Bagan Archaeological Museum was officially opened in 1998. Tourists who want to explore the history of Old Bagan can visit the museum to see objects used during the Bagan period. The first floor houses the showrooms for visual arts and coiffures of court ladies, while the second floor has display rooms with religious themes. The opening hours are from 09:30 to15:00 daily except Mondays and public holidays.
Inle Lake, a huge lake over Shan State Highland, beautifully located at the base of steep green hills, is remarkable because of its inhabitants. This vast picturesque lake, 900 metres above sea-level, is one of the main tourist attractions in Myanmar. The lakeshore and lake islands bear 17 villages on stilts, mostly occupied by the Intha people. Thousands of people live around the lake but, most impressively, many live on it. Whole villages rest on stilts surrounded by water. Here the stress is on lovely lake scenery, hazy distant mountains and interesting local society. The vast lake, natural and clean, is studded with floating islands and is renowned for its scenic beauty, unique leg-rowers and colorful local markets. You can hire a boat and travel around the lake, visiting many villages in the lake as well as to the famous floating market (the real floating market for the real Inthas) and floating Phaungdawoo Pagoda. The pagoda festival is held once a year in end of September or early October with famous boat race of Inthas.

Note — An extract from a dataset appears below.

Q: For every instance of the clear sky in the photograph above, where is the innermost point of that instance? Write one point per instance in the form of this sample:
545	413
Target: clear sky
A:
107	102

Phaungdawoo Pagoda is one of the most recognized shrines in Myanmar. In fact, it is the most sacred pagoda in the whole southern Shan State. It is found in Inle Lake, in the main boat landing in Ywama. The name 'Phaungdawoo' means ‘front of the raft’ in Burmese. The Phaungdawoo is home to five Buddha images, which were said to be donated by King Alaung Sithu. The pagoda was built for the purpose of keeping these Buddha images. A small entrance fee applies.
Inle Floating Gardens: Inle Lake has a unique style of aquaculture. The Inthas live on the lake and also live off of it, thanks to their floating gardens. Intha farmers grow flowers and vegetables such as tomatoes and squash on long strips of floating land. The land is formed through the collection of tangled water hyacinth, weeds and reeds that accumulate on the rim of the lake; the Inthas tie the land down to the bottom of the lake with long bamboo poles.
Nga Phe Kyaung Monastery/ Jumping Cats Monastery is the biggest and oldest monastery in Inle Lake. It is a beautiful wooden structure that was built on stilts over the lake at the end of the 1850s. The monastery is home to a collection of ancient Bagan, Shan, Tibet and Ava-style Buddha images. However, it’s most famous for the jumping cats. An abbot at the monastery has trained the cats to jump through a hoop like in a circus.
Pindaya is a small quiet town balanced on the bank of the placid Botaloke Lake. Pindaya cave is a huge cave where thousands of Buddha images of teak wood, marble, alabaster, brick, cement and lacquer in various size and shape are enshrined since the 11th century. Huge monastery compounds with numerous pagodas and temples in different stages of dilapidation are much respected by such ethnic groups as the Shan, Danu and Paoh living in the environs of Pindaya.
Kalaw, which lies about 71km west of Taunggyi, is a beautiful hill station surrounded by pine trees and forests. This was the popular former British Hill stations. It is at the altitude of 1,320 meters. It is a picturesque village surrounded by pine forests and has some of Myanmar's most beautiful gardens. From Kalaw there are good trekking and hiking possibilities to the neighboring hill tribe villages, which still function the same as they did centuries ago. Fans of natural beauty and peaceful sites will surely get their money's worth. The road leading to Kalaw and Pindaya offer breathtaking sights of the landscape and are somehow reminiscent of the beautiful Alps region in Europe.